As we approached the port of San Carlos, Jairo turns to me. “I think we should buy some plastic just in case it’s raining while we are on the boat”. We were traveling with lots of cargo: Two large cardboard boxes filled with school supplies, one feed-sack holding 35 backpacks, five flattened cardboard boxes for Don Antonio to pack future orders of balsa ornaments as well as a large LLBean rolling duffel with my personal affects and gifts. I’m glad that Jairo is able to anticipate future needs especially since it would be sad to arrive at the island with soggy notebooks for the school children. He pulls the car to one side of the road and dashes into a small dark shop. Within two minutes, he returns with the plastic neatly folded into it’s own plastic bag.
The boat ride is uneventful. The sun shyly peeks out from the clouded sky. 45 minutes, I think to myself. That is all that we need for the rain to hold off. There are only six passengers on the boat this trip which fortunately leaves room for our excessive cargo. Don Silvio, the boat captain, easily makes the journey while the fresh tourists whip out their cameras to capture the beauty of the islands. We pull into the port, dry notebooks and all.

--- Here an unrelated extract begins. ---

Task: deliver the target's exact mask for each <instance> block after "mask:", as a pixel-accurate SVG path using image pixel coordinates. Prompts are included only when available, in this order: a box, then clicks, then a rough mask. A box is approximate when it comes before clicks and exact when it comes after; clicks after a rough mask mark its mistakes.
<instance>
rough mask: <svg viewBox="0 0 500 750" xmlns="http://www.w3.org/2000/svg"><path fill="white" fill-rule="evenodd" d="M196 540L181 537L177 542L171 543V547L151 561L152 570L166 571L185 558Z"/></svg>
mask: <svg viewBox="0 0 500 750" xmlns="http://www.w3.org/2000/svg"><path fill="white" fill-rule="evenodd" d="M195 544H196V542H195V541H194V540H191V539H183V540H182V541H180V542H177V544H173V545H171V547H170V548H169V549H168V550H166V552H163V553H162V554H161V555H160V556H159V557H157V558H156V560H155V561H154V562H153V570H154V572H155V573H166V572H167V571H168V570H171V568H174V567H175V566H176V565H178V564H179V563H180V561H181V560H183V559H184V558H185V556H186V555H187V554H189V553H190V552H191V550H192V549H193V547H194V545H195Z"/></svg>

It’s one week later, we are preparing to depart and it’s pouring rain. It’s been raining since 5:30am. The boat is due to leave at 9:00am. We pack 1400 pieces of balsa ornaments into two large plastic bags. I use two other white garbage bags to store the entire contents of my LLBean duffel and then zip it closed. Arlen and Irena assist us in hauling everything to the boat. Jairo looks at the folded black plastic and decides to bring it even though everything we are carrying is already wrapped in plastic. We are the last to board the small boat which puts us in the front row. Six passengers are behind us. As Don Silvio starts the engine, I quickly realize what is about to happen when one is riding in an open air boat at high speed in the rain. The passengers in the front row become the windshield! We are being pelleted with stinging raindrops while Jairo struggles to pull the two yards of black plastic from his backpack. We drape ourselves and hunch over behind the shield of water repellant material. I look at Jairo and joke about the fact that since we awoke to no water at the hotel, neither of us were able to shower. I guess we could count this as a fine replacement for bathing.